Drifting off to sleep should be one of life’s joys. For some people, they can fall asleep the minute their head hits the pillow while for others it’s a nightly struggle. A lack of sleep can lead to daytime fatigue, poor concentration and irritability. Try some techniques that may reduce the time and anxiety involved in getting some shut-eye.
There may be a number of reasons why you can’t fall asleep quickly but one of the most common is stress. If your mind hasn’t switched off from a busy day and you are thinking about tomorrow, you will probably find it more difficult to sleep.
Looking at the bright screen of your laptop, TV or iPad is not conducive to sleep. Try to turn off all electronics an hour before bedtime and read a book and try to relax before going to bed.
If possible, eat a few hours before going to bed so that you aren’t too full or too hungry. If you have just finished a heavy meal before bed, you can be uncomfortable and your body is busy digesting your food to allow you to fall asleep. Some foods can cause congestion, gastrointestinal upsets and gas, so experiment with different evening meals to see if one type is better than another.
Daily exercise is important for sleep so try to get a minimum 30 minutes each day. If you prefer to exercise later in the day, try to finish an hour or two before bedtime so your body has time to return to a resting state before trying to sleep.
Work out what activities make you feel relaxed. Everyone is different and what is relaxing for one person isn’t for another. Try taking a warm bath, reading a book, doing some yoga or meditation and having a hot drink. By trying a variety of activities, you will hopefully find one that suits you.
5. Noisy Partner
Of course, a snoring partner can make sleep difficult. If nudging them to roll over doesn’t work, encourage them to see the GP to try and find a solution for their snoring.
6. Write a List
We often think about everything we need to do the next day when we go to bed, but it’s a bad habit. Try writing it all down on a list and the time you intend to tackle the task the next day then put it out of your mind. Remind yourself there is nothing you can do in bed to fix a problem, so put your worries aside.

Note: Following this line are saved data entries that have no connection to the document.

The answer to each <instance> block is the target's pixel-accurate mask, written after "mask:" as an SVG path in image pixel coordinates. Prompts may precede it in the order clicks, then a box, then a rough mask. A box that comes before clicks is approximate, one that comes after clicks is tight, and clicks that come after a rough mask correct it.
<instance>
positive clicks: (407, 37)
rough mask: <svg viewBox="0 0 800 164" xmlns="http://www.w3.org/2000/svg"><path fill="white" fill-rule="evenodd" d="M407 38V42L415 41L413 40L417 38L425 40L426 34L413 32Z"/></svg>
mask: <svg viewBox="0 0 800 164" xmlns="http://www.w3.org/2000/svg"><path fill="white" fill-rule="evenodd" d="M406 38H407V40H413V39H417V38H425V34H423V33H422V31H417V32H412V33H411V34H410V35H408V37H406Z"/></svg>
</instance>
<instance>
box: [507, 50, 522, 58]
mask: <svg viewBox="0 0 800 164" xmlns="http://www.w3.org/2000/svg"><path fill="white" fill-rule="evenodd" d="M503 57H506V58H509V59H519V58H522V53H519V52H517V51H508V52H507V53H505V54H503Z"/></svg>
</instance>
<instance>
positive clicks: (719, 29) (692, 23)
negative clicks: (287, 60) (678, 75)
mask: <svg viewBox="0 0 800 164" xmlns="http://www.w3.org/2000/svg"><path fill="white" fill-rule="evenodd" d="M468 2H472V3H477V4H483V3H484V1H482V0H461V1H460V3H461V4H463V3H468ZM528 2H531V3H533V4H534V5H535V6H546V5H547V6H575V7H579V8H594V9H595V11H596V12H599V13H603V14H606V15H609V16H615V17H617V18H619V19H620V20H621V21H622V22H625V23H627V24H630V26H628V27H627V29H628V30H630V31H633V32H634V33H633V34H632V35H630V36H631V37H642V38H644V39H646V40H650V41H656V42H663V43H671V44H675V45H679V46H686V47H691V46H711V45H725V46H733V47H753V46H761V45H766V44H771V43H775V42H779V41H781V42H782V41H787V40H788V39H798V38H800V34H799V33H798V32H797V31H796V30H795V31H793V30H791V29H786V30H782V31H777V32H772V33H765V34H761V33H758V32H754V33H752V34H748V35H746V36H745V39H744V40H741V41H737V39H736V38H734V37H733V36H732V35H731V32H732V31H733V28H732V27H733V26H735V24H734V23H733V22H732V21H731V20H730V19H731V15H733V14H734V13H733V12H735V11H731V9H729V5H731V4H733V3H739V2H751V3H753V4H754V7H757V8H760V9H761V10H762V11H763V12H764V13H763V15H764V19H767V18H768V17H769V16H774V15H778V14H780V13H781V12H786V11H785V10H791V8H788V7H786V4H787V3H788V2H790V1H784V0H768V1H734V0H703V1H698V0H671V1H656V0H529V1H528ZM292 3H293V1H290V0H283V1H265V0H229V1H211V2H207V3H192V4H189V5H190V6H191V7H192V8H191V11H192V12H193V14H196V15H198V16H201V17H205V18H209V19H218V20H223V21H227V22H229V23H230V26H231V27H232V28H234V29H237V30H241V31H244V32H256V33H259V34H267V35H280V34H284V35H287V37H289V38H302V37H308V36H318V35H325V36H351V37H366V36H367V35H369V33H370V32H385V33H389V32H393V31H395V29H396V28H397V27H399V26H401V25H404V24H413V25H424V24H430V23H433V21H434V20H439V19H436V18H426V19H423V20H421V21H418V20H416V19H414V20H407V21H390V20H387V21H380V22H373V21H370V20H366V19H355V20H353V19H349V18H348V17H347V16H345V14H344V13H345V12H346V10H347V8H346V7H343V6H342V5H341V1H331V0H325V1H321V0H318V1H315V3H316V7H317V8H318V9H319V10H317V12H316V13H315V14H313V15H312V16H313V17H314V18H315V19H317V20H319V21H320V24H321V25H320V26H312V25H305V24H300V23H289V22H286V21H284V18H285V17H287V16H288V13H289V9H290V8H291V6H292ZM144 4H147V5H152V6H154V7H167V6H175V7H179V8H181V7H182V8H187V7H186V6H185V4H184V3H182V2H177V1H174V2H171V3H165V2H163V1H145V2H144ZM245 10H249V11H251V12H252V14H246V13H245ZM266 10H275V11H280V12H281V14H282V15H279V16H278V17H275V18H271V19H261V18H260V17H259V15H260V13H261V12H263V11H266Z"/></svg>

7. Sleep & Rise at the Same Time
If you aren’t a shift worker, then try to go to bed at roughly the same time each night. If you have two or three late nights during the week and early nights the rest of the week it becomes hard for your body to get into a good sleep rhythm.
Make sure your room isn’t too hot or cold, the ideal temperature for comfortable sleeping is 21 degrees Celsius. In winter use a heater or hot water bottle to warm the room and bed. In summer use a fan or air-conditioner to try cooling your room. Some people need fresh air to sleep so open the window. Try to reduce the light entering your bedroom by getting thicker curtains. Remove the TV or phones in your bedroom or anything else that makes noise. Turn your alarm clock towards the wall so you can’t see how late it is getting, causing you more angst about not getting to sleep. A quiet, dark room is most conducive to falling asleep.
9. Avoid Caffeine, Alcohol & Tobacco
All of these vices can cause an increased heart rate. Try to avoid drinking or smoking late in the evening when you need your body to be in a relaxed state. Instead, try sipping Chamomile tea because it can relieve anxiety and induce relaxation.
People around the world believe homeopathy helps them fall asleep. There is a range of remedies from oils to pills that treat the different symptoms of sleeplessness. You may need to try a few to find the one that best suits your situation.
If you have tried a few options to encourage sleep and they aren’t helping, make an appointment to see your doctor. Not being able to fall asleep or stay asleep is frustrating and, if left to continue long-term, can impact your quality of life.